Federal Web Search Upgraded
Wednesday, February 15, 2006
Need to know how many calories are in that margarita you drank last night?
The temperature at the beach you hope to go to this weekend?
How many minutes your flight will be delayed because of high winds in Newark?
Or the winning number in the Pennsylvania lottery?
The answers are at a comprehensive one-stop federal Web site, FirstGov.gov, the official gateway to federal, state and local government Web sites and documents.
The nearly six-year-old Web site, which has won innovation awards for being consumer-friendly, has just been updated to make it easier for consumers, businesses and federal employees to find a mind-boggling array of information from A (airline complaints) to Z (Zip codes). With a click or two of the mouse, users can download tax forms, collect all sorts of economic trivia or play educational online games to learn about consumer scams and how to avoid them, of course.
FirstGov launched a powerful new search engine last month, expanding the number of accessible documents from 8 million to 40 million, including more state and local Web sites. Perhaps equally significant for time-constrained browsers, the new search engine uses improved algorithms to provide more relevant results.
With the old search engine, for example, a search for "baseball" brought up the Web site Afterschool.gov because it features a picture of a boy holding a baseball bat. With the new search engine, that same search steers you to a list of World Series winners. (Who knew the government even had such information?)
Using the old search engine, a person who typed "Social Security" in the search box would get a link to the Social Security Administration and related Web sites, including the President's Commission to Strengthen Social Security.
The same search today turns up a list of frequently asked questions, such as "What are the Social Security and Medicare increases the government has in store for 2006?" or "How do I contact Social Security's nationwide Toll-Free Hotline?" There is also a special section where a browser can further refine the field of research by choosing retirement or disability, as well as a tab to easily download federal forms.
Consumers in the market for a new car can just enter a make and model to get gas mileage and crash test results on a single page.
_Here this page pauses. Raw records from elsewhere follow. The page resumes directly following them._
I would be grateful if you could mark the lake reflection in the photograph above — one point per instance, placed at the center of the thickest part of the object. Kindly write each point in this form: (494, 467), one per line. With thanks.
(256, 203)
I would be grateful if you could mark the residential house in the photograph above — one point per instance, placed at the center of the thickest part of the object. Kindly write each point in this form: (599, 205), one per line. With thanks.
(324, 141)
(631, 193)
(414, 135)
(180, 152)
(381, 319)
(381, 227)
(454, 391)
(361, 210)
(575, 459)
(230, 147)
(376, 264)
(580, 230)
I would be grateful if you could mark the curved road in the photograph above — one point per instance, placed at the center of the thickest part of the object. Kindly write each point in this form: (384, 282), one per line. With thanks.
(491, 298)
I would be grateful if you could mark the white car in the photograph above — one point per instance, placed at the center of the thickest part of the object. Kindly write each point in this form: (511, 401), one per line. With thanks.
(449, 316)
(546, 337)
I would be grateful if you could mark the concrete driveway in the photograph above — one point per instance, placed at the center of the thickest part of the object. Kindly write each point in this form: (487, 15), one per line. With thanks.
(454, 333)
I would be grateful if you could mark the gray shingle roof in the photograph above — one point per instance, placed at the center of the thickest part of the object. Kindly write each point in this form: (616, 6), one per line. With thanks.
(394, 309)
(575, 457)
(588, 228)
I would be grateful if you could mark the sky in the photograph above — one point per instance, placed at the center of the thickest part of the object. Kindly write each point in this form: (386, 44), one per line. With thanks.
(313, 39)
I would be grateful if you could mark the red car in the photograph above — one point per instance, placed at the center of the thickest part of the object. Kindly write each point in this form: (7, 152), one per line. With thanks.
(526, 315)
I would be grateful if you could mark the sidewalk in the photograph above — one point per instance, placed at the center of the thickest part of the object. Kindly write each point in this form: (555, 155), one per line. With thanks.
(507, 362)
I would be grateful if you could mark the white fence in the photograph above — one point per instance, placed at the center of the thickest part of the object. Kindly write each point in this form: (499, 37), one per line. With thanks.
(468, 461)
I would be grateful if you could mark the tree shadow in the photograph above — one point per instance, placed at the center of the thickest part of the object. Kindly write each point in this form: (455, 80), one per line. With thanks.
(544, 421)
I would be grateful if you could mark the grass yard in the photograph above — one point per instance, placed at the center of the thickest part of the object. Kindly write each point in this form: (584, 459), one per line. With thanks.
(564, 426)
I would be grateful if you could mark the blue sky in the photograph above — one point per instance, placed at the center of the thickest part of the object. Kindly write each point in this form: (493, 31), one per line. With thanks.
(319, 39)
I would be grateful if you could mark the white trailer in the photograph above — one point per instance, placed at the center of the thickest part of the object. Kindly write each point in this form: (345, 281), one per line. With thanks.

In the past, it would have taken visits to two different government Web sites (one by the Environmental Protection Agency, the other by the National Highway Traffic Safety Administration) to get the data.
"All this information is out in the government, but it does you no good if you can't find it," said M.J. Pizzella, associate administrator of the General Services Administration's Office of Citizen Services and Communications, which oversees FirstGov.gov.
The government had been running its own search operations -- at an estimated annual cost of $3.2 million. The new search engine is being operated for $1.8 million a year under a contract with two private companies: Microsoft Corp. and Vivisimo Inc.
FirstGov.gov also offers podcasts, as well as Espanol.gov for Spanish-speaking consumers.
By presenting frequently asked questions and special sections to allow consumers to refine their initial search, FirstGov is more than a Google for government, said Larry Freed, president of ForeSee Results, a Michigan firm that measures customer satisfaction of Internet sites. "It's sort of a Google-plus" because you do not have to rely on scrolling through pages and pages of search results to find what you want, Freed said.
Launched in the last days of the Clinton administration, FirstGov was revamped in 2002 to make it easier to use. At that time, the goal was "three clicks to service." But under the latest redesign, just one or two clicks may be all that is needed.
When the site began, "customer satisfaction was fairly low," Freed said. But the government "has made great strides," he said. "Is the government really building Web sites for me? They are, and it's a win-win for the government and consumers. Consumers are getting more information, and the government is lowering its cost by making it easier to get information off the Web," helping reduce calls to call centers.